In the wake of painful losses on education-related holdings and technology shares over the past year, the broader market is already on heightened alert for the next social policy-related pronouncement from Beijing that could portend investment losses.
By way of example, on Aug. 3, a story in China's semi-official Economic Information Daily referring to online games played by hundreds of millions of young Chinese as "spiritual opium" prompted a sharp sell-off of gaming company stocks.
Market leader Tencent Holdings Ltd., Shenzhen, saw its Hong Kong-listed shares tumble more than 10% intraday before closing 6.5% down.
After hopeful signs of more regulatory clarity last week, that article on curtailing video games "reignited fears and weighed on not only online gaming stocks but also online video stocks," noted Brendan Ahern, chief investment officer of New York-based KraneShares ETFs, which is managed by Krane Funds Advisors LLC.
The resulting sharp price declines for Tencent and other big gaming stocks show a "shoot first and ask questions later" mentality among investors now, said Mr. Ahern.

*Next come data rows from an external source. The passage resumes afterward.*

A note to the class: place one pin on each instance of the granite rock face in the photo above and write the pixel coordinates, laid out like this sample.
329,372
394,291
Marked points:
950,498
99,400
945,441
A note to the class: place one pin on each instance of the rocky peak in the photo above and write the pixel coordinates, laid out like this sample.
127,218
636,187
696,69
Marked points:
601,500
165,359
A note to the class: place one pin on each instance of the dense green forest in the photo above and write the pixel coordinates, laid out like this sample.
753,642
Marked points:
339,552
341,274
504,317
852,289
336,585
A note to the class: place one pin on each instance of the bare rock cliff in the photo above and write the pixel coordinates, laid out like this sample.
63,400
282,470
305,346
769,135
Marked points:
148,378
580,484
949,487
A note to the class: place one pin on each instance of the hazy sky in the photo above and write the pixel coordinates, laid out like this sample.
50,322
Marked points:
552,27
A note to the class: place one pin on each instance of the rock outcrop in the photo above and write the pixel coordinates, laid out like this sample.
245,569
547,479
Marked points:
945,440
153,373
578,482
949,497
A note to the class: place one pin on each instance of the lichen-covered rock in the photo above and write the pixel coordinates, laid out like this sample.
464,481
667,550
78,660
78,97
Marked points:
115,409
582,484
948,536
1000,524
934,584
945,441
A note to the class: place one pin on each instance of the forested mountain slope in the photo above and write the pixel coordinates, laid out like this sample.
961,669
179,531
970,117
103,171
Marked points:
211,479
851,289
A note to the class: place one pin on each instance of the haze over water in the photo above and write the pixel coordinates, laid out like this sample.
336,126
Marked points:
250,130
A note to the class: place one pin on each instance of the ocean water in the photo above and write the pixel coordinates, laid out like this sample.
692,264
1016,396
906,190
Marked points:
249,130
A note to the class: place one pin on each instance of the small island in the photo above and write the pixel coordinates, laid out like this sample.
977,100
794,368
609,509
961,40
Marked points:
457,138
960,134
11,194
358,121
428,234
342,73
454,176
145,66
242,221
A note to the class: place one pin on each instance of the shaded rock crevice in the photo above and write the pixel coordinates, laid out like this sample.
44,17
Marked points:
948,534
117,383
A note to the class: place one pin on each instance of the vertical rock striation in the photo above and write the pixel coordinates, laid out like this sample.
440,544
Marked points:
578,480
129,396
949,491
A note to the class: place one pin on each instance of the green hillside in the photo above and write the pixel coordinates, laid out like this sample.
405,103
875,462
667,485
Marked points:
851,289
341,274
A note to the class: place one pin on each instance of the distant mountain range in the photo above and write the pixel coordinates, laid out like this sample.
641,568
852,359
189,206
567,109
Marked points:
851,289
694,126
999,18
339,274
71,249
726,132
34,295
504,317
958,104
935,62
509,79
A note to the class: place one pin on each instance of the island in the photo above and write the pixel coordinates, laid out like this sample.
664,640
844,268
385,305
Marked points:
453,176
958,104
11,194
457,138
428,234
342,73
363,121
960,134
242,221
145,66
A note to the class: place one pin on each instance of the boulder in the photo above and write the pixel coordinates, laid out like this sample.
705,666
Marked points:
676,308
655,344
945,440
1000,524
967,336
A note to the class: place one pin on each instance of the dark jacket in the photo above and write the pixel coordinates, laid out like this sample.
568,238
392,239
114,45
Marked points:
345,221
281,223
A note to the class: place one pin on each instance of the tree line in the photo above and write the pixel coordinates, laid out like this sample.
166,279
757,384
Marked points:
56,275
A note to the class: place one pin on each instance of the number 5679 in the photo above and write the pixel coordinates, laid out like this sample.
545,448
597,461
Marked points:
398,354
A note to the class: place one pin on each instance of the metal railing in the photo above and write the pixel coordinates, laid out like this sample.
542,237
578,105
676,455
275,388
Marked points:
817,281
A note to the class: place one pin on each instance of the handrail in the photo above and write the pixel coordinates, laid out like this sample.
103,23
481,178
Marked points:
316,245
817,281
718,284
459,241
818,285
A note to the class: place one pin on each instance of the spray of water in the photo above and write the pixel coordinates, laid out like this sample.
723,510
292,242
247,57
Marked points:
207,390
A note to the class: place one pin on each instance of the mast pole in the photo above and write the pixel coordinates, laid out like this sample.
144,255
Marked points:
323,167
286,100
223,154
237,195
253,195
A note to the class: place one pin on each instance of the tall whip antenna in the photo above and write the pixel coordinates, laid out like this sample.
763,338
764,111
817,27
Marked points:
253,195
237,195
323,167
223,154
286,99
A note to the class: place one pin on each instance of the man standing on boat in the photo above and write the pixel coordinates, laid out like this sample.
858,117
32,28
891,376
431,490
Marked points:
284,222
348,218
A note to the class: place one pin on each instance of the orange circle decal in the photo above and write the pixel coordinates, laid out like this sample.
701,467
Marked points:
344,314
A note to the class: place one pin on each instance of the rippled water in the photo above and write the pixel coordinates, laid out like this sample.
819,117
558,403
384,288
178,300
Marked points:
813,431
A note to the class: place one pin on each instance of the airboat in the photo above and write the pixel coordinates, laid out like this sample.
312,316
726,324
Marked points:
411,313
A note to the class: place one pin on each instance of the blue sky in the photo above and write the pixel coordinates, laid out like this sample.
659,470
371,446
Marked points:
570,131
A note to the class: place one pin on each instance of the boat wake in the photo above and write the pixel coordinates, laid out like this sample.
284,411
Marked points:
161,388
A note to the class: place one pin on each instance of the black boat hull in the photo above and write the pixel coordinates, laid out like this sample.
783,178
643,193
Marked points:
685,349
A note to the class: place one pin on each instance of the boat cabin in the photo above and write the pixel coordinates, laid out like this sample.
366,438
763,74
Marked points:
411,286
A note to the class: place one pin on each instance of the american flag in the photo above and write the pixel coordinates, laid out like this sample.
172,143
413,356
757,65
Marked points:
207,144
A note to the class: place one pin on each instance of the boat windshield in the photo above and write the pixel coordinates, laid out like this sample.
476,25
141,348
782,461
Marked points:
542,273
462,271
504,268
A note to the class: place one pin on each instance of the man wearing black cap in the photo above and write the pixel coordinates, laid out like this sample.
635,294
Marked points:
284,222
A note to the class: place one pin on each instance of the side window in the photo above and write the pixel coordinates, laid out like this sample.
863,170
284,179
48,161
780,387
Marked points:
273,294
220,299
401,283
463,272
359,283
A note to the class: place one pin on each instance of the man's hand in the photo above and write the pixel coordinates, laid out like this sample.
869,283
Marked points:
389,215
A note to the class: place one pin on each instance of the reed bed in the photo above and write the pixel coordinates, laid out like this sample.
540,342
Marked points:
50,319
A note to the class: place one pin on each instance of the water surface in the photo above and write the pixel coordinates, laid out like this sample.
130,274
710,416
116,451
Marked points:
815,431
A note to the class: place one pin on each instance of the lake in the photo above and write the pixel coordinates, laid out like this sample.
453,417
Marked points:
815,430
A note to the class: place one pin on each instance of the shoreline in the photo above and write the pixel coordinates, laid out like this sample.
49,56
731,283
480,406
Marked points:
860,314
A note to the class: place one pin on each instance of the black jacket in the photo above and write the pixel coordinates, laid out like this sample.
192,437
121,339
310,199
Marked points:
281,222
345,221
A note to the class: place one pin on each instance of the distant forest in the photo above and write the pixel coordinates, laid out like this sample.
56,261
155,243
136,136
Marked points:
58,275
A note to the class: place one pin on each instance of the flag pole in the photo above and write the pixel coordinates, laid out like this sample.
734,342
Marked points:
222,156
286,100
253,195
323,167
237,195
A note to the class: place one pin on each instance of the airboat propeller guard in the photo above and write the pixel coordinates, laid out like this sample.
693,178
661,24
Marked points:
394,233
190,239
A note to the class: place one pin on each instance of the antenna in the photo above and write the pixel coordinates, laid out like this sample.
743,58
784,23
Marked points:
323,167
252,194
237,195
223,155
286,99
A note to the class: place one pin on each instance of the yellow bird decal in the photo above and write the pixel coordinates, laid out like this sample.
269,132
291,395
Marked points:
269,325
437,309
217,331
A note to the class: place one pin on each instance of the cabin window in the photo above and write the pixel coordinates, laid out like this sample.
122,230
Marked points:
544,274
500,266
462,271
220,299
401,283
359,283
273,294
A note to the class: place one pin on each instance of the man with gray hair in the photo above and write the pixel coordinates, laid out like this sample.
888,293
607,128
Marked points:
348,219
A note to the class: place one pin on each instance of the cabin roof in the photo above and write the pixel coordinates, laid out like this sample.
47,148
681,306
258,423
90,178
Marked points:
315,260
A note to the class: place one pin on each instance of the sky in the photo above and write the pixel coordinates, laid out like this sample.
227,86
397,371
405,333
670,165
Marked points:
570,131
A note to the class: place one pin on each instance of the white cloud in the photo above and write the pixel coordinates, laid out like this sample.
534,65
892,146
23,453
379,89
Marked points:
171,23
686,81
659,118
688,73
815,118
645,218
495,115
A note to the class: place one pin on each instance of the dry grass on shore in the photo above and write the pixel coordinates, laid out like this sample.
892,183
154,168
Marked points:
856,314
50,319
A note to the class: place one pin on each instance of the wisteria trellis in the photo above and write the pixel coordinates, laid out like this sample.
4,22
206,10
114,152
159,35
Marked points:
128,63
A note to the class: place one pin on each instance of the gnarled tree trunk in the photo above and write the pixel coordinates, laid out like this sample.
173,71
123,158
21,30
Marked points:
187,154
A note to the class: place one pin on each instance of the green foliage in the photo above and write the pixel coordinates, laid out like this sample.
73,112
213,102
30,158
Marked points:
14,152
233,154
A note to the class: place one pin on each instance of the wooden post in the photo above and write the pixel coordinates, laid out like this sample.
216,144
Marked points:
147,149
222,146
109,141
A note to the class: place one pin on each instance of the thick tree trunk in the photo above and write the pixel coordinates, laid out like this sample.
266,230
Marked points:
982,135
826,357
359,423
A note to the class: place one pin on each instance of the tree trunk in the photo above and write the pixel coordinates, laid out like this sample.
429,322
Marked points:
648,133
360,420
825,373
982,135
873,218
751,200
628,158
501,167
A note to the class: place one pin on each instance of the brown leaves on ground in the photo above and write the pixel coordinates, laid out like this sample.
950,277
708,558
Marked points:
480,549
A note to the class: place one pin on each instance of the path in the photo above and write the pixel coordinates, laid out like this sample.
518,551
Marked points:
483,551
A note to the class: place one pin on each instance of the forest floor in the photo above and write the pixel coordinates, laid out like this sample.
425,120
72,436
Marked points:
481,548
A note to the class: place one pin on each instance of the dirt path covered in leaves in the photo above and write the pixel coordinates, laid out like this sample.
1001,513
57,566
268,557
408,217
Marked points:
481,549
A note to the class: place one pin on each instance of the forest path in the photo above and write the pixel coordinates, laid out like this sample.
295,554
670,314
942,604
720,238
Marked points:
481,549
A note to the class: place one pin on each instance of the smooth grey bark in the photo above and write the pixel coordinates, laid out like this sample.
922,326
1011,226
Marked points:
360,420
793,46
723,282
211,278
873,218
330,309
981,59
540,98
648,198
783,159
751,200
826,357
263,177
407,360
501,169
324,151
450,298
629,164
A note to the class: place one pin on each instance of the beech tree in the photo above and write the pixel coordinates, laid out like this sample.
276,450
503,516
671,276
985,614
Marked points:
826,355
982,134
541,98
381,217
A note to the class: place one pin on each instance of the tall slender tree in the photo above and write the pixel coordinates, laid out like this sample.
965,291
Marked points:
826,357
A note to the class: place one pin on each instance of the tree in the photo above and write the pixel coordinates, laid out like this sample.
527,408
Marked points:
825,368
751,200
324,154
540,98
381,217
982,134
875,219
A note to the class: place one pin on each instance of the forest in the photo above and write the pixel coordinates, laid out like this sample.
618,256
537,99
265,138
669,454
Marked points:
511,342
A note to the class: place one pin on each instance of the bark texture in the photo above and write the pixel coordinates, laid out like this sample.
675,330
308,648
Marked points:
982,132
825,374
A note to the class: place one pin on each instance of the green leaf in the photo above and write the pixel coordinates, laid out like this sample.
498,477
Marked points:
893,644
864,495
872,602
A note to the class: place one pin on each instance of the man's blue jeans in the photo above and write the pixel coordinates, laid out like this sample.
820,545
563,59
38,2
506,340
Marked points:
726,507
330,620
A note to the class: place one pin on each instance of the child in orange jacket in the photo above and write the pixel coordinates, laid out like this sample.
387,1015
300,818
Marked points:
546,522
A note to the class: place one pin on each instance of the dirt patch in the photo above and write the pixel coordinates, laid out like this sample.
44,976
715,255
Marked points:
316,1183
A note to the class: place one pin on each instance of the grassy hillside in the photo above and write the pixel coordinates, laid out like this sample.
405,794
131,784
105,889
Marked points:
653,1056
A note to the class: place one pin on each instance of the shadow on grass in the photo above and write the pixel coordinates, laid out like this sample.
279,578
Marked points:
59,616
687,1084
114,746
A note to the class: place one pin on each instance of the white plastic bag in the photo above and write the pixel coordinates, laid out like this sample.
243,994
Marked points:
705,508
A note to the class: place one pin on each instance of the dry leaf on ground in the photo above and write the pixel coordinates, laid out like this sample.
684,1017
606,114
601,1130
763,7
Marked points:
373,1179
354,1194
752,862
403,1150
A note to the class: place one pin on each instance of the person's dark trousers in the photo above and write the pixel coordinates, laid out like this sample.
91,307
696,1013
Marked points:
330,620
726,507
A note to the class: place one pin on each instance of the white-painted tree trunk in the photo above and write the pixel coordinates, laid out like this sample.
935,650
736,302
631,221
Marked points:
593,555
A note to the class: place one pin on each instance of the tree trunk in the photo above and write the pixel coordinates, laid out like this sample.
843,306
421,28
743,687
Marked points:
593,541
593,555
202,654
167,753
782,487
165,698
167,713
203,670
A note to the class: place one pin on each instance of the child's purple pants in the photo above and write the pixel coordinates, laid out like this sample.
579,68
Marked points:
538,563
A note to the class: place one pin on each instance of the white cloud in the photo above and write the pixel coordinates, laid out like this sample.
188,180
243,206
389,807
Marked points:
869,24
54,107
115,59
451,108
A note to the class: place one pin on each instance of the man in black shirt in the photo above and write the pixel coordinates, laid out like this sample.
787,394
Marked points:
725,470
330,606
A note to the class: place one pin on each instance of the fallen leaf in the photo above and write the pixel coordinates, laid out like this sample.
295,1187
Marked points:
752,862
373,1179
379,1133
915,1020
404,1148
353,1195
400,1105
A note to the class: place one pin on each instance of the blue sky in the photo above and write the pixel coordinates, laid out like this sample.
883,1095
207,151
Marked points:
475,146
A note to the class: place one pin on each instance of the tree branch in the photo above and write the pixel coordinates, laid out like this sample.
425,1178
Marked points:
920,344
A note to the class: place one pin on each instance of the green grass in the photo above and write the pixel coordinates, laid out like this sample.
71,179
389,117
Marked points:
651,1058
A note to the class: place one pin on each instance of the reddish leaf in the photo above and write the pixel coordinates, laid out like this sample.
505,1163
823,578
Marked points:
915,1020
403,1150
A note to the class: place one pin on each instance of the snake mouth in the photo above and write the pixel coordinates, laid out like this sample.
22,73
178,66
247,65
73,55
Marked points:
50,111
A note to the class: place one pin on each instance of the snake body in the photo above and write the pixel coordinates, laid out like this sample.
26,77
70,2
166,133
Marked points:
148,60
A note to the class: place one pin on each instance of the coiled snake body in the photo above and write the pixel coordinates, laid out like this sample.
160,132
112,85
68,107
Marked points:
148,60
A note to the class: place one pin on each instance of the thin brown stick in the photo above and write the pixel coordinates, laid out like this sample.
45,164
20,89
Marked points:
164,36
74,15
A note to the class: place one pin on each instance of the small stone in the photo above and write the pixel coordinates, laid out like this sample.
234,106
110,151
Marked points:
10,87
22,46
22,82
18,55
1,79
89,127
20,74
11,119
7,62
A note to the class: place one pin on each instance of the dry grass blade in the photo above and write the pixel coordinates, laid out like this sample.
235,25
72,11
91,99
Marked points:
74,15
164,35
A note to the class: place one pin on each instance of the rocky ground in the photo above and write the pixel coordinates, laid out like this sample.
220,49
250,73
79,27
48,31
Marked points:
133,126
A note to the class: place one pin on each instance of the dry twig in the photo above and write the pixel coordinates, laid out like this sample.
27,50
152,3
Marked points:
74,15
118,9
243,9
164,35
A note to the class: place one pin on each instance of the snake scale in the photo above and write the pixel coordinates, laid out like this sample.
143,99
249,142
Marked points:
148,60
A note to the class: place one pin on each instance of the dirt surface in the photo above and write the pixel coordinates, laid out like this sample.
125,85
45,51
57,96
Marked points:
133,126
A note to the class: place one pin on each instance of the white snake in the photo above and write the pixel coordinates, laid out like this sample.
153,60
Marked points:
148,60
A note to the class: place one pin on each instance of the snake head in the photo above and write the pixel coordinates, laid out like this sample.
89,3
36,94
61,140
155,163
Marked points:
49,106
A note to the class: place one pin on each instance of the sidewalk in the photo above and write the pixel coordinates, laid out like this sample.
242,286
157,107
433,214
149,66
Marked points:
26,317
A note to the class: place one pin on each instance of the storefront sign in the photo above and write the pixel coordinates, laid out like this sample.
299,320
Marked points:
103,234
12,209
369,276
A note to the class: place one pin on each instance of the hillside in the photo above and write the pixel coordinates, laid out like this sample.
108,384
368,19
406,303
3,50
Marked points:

Chinese officials, meanwhile, have reached out to market players both at home and abroad to calm the concerns raised by their July 23 announcement.
In a recent conference call, Andy Rothman, investment strategist with San Francisco-based Matthews International Capital Management LLC, noted that on a hastily arranged call with Chinese brokerage firms July 29, a top Chinese market regulator went out of his way to stress that recent moves weren't designed to restrict foreign capital or decouple China from global markets — a sign that the regulators realize "they really didn't get this right."
"Horrible communication about a lot of these regulatory issues … has unsettled investors," a challenge when China's fast-paced economic growth has left regulators forever playing catch-up, Mr. Rothman noted. Adding to the potential for misunderstandings is the speed with which the Chinese Communist Party, as a one-party regime, is able to act, he said.
Matthews Asia had $31.9 billion in global AUM as of June 30.
At the end of the day, said J.P. Morgan's Mr. Hui, the authorities in Beijing have to work harder at communicating — and overseas investors have to work harder at understanding — the country's policy direction. Both sides need to up their games, he said.
Meanwhile, the initial fears regarding the import of Beijing's July 23 surprise have calmed somewhat, analysts say.
"When the news first broke, there was clearly a lot of confusion, a lot of worries at a very high level but after a week and a half of digesting the news a lot of investors are thinking more rationally, both in terms of the valuations (and) where things are going," Mr. Hui said.